Originally trained as a textile designer and printer, she is currently studying towards a PhD at Queen Mary University of London’s School of Electronic Engineering and Computer Science in which she conducts research within the Antennas & Electromagnetics Group to investigate fabrication technologies for microwave textile metamaterials. Metamaterials are composite materials engineered to guide electromagnetic waves along a predetermined path, allowing for a control over the conduction of these fields which were previously outside of technological capability. Inspired by the possibilities of this new material, scientists proposed designs for invisibility and shapeshifting cloaks, perfect lenses, bio-sensors and many more futuristic and practical engineering devices.
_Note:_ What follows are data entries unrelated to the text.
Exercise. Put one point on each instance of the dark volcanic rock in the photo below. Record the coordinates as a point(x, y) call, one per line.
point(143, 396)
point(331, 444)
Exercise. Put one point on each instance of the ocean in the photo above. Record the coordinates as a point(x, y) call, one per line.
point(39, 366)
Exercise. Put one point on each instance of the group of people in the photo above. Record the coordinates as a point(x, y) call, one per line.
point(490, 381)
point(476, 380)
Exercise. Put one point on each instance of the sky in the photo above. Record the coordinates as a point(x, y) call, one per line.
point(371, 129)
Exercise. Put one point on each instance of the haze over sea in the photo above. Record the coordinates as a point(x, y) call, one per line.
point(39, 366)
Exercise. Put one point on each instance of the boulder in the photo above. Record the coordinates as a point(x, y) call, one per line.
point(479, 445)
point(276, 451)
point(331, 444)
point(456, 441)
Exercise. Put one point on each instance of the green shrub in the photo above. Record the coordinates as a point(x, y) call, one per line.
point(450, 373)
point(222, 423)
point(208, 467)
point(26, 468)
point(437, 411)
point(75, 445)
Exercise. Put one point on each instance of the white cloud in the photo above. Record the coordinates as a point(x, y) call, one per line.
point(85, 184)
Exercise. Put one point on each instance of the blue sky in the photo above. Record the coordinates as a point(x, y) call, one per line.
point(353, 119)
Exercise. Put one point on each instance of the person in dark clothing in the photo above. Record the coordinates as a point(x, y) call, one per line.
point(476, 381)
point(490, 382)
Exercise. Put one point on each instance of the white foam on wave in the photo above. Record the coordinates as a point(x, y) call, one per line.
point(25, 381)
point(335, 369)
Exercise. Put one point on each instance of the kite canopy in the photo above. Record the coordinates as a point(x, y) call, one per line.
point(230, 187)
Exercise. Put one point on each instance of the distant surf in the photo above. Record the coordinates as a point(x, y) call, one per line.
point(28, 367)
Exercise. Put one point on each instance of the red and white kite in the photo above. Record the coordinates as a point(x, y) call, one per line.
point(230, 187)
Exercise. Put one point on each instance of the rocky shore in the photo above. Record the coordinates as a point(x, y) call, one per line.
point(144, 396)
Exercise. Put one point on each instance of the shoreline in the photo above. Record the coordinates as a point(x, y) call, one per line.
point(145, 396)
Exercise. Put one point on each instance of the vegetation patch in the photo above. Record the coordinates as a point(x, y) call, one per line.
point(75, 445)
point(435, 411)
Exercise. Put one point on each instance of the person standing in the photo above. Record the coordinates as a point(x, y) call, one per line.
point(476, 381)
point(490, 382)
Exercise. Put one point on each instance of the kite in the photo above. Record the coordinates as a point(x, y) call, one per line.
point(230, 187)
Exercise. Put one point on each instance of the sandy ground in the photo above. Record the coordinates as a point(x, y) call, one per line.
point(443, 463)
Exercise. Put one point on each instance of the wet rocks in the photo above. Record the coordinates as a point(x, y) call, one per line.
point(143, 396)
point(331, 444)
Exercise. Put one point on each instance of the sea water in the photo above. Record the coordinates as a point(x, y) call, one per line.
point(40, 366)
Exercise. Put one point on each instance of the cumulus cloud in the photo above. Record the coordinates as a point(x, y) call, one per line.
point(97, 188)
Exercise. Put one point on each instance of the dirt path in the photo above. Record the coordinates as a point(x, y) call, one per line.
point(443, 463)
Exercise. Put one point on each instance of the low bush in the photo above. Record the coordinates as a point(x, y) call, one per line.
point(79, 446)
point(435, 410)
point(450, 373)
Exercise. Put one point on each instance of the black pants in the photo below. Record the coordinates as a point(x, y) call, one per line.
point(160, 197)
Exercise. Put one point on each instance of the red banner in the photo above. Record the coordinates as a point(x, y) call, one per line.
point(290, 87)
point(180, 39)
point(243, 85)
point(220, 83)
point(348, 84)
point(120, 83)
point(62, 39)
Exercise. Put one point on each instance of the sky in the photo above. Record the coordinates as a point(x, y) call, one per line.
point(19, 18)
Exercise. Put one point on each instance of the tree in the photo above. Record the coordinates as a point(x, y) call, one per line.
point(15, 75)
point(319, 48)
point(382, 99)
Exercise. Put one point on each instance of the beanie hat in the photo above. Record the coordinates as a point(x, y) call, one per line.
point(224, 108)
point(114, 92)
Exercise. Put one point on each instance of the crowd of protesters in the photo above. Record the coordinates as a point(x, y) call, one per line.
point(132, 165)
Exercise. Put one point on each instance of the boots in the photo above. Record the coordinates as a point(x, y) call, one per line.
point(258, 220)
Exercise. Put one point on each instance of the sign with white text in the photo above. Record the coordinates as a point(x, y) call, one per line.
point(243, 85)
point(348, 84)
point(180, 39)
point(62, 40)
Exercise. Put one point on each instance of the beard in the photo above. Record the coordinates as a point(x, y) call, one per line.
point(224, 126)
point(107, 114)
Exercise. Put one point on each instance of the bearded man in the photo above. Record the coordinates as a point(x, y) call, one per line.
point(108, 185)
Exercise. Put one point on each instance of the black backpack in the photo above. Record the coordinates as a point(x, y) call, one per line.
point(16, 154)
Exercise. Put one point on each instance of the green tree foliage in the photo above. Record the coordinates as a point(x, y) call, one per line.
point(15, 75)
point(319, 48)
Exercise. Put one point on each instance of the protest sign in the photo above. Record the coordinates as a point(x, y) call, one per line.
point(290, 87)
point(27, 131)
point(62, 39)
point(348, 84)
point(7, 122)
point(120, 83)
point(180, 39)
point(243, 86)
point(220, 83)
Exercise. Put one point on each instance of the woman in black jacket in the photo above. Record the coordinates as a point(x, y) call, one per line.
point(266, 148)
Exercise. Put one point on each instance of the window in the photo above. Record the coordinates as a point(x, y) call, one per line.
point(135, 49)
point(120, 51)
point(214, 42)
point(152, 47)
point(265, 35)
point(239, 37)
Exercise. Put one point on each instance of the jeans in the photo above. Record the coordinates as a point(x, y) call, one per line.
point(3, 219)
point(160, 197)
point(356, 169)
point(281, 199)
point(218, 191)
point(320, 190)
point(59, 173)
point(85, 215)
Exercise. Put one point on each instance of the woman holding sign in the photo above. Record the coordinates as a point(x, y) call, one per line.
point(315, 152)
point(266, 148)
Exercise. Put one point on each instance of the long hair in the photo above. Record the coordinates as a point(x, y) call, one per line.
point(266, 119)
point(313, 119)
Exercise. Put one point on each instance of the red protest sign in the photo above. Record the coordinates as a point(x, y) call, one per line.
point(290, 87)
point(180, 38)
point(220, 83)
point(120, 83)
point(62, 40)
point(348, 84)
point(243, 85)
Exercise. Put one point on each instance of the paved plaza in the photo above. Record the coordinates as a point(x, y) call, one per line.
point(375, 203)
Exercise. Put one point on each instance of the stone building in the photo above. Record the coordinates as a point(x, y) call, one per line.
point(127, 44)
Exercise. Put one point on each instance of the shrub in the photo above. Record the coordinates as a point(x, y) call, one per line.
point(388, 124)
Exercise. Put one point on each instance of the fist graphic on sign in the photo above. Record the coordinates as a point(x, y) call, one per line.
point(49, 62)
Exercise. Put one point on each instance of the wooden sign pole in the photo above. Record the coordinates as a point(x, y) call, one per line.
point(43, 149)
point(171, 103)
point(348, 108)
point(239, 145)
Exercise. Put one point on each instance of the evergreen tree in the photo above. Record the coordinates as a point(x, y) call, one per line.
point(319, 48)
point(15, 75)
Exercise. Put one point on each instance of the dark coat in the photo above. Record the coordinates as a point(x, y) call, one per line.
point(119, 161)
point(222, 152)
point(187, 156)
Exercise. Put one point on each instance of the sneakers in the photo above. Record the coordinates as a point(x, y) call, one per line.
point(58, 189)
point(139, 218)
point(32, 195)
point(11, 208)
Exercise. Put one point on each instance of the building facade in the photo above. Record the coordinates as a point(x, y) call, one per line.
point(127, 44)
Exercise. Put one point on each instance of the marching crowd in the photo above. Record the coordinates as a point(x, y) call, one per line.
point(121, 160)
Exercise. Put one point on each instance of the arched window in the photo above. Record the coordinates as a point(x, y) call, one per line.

Through approaching this scientifically researched material from a textile design and craft perspective, and integrating techniques such as screen-printing, embroidery, laser engraving, chemical etching, vacuum deposition and pleating, Berit’s developed textiles that refract microwaves in highly unusual ways. The work produces both scientific knowledge and a practical way in which the technological and creative potential of metamaterials can be introduced to the design community.
In previous installations the art work used accessible techniques such as pencil drawings and colour chromatography, sequenced into sonic projections following a tradition of producing visual art and sound while making use of inherent physical properties of materials. Berit’s work has been shown in a large variety of contexts, ranging from UK Innovate 2014 to Science Museum London and Marrakech Biennale 2012, and has been supported by EPSRC, MRC, London Printworks Trust and Central Saint Martins College of Art and Design.